Today’s brain and learning concept: the brain perceives and creates parts and wholes. The brain has two separate but simultaneous tendencies for organizing information. One is to reduce information to parts. The other is to perceive and work with information as a whole or series of wholes. These simultaneous tendencies spring from the brain’s organization and have important implications for teaching and learning.
One dilemma is that what constitutes a part and a whole is not always immediately obvious. For example, throwing a ball to a child may be a whole activity in one context, yet just part of a game in another. Reading a book may be a whole activity by itself, but reading a book as a requirement for a course is one part of a larger whole. The key is to realize that life experiences seem to be organized according to some natural wholes that the brain recognizes very easily. These include stories, projects, puzzles, games, social events, relationships, and concepts (and what is one of the most important focuses of teaching? Teaching concepts!).
You’ve experienced this phenomenon if you’ve ever worked on a jigsaw puzzle. You perceive a whole puzzle even though you are focusing your attention on only one individual piece, and conversely, you can look at an entire puzzle and see the individual pieces that make it up.
Every event is processed in the brain as a complex experience that consists of larger wholes in which the parts are embedded and integrated. The brain is designed to perceive both separateness and interconnectedness.
Implication for teaching: continually help your learners see the parts and the whole of what they are learning. In some cases you may need to help your learners identify which is which. For example, in a course on philosophy you may need to help your students capture the concept of microcosm and macrocosm—and to be able to indentify not only which is which, but what belongs in one category or the other. Another example: if the course you are teaching is foundational to the curricular program of study, you’ll want to indicate and remind students of how your course (a part) fits into the larger program of study (the whole).
Thanks for this, Dr. G. With the past two posts, you’ve really gotten me thinking more about brain perception and implications for faith education. Today’s post continues this.

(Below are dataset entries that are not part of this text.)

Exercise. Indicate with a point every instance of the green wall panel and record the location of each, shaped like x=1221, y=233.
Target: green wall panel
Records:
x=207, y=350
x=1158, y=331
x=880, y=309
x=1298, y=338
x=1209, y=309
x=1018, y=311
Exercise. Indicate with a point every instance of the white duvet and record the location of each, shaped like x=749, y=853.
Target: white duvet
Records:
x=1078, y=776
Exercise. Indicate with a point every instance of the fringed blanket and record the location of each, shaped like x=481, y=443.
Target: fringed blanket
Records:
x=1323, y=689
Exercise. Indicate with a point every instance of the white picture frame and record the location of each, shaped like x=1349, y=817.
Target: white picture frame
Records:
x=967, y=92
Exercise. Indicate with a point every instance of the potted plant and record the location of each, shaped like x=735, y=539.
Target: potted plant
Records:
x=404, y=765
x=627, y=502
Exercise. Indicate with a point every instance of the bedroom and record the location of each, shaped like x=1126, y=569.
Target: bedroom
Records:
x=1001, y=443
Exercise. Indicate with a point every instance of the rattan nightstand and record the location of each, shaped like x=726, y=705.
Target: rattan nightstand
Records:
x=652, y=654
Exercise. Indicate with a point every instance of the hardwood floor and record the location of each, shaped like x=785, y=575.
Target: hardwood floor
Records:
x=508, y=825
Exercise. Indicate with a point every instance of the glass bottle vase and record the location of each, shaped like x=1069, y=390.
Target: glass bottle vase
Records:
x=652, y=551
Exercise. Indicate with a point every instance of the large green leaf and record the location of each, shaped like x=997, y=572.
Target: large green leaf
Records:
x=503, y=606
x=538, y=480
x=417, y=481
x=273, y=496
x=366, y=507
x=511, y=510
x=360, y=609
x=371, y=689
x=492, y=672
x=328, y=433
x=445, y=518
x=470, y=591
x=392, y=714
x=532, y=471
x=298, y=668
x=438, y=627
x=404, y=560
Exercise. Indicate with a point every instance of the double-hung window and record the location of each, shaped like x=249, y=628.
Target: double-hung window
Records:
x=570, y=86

This week I wrote a Charge to the Candidate sermon for an ordination to the gospel ministry service this Sunday for a young man in our congregation. As I look back upon the sermon, I sought to provide a part/whole view of ministry as a challenge to not only provide ministry to persons, but leadership to the church as an organism. The puzzle metaphor is certainly appropriate. May I borrow that illustration?
Daniel, good luck with the ordination celebration! If you every find anything useful on this blog, steal it.